Après deux mois passés dans ce grand jardin de toutes les pierres précieuses, deux mois de beauté pénétrante, ils rentrent à Vienne. Quelques heures seulement se sont écoulées quand la nouvelle de la mort d’un ami frappe Semmelweis. Semblable cruauté du sort n’est-elle point normale dans sa vie ? »[3]
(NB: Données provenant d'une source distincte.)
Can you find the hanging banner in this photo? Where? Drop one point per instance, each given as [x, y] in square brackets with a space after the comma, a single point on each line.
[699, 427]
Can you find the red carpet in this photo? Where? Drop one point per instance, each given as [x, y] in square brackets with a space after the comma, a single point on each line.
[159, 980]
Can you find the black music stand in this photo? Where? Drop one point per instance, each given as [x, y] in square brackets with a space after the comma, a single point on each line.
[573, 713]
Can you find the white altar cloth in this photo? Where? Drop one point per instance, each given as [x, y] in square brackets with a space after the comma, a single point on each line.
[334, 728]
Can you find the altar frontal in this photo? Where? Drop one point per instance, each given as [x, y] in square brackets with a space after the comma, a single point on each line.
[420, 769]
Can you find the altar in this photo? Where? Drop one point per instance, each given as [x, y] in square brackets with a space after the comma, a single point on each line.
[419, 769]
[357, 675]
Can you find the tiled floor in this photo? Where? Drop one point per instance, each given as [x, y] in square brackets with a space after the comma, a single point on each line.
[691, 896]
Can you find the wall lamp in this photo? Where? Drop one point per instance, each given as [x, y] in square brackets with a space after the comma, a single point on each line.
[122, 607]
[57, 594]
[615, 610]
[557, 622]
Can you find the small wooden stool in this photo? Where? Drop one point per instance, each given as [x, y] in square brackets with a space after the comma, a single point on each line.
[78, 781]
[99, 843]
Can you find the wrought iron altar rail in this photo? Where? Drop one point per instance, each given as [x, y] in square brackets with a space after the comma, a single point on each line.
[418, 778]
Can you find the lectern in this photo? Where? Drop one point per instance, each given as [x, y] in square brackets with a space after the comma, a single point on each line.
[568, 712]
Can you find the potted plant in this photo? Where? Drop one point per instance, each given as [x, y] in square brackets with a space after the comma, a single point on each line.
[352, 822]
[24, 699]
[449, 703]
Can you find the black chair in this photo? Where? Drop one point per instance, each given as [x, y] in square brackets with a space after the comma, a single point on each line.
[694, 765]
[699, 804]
Le malheur n’a laissé aucun répit à Semmelweis. Il avait peu de temps auparavant perdu sa mère et son père. À son retour à Vienne, il apprend la mort de son meilleur ami, Kolletchka. Cette mort, comment se fait donc la science? enfermait la preuve que cherchait Semmelweis. Kolletchka s’était blessé à un doigt en pratiquant une autopsie : la vérité se dévoilait tragiquement : une quelconque particule cadavérique avait contaminé le sang de cet homme. Les internes transportaient cette substance dans les entrailles des mères. Semmelweis eut droit à un nouveau poste à son hôpital, cette fois dans le service de Bartch. Dans le but de préciser le contour de sa preuve, il obtint de son patron que les sages-femmes soient remplacées par des internes le temps d’une expérience. Le taux de mortalité s’accrut immédiatement. Semmelweis appliqua alors la solution technique qu’il avait à l’esprit depuis un moment : avant chaque intervention, obliger les sages-femmes et les internes à se laver les mains avec une solution de chlorure de chaux. Le taux de mortalité descendit à son niveau actuel.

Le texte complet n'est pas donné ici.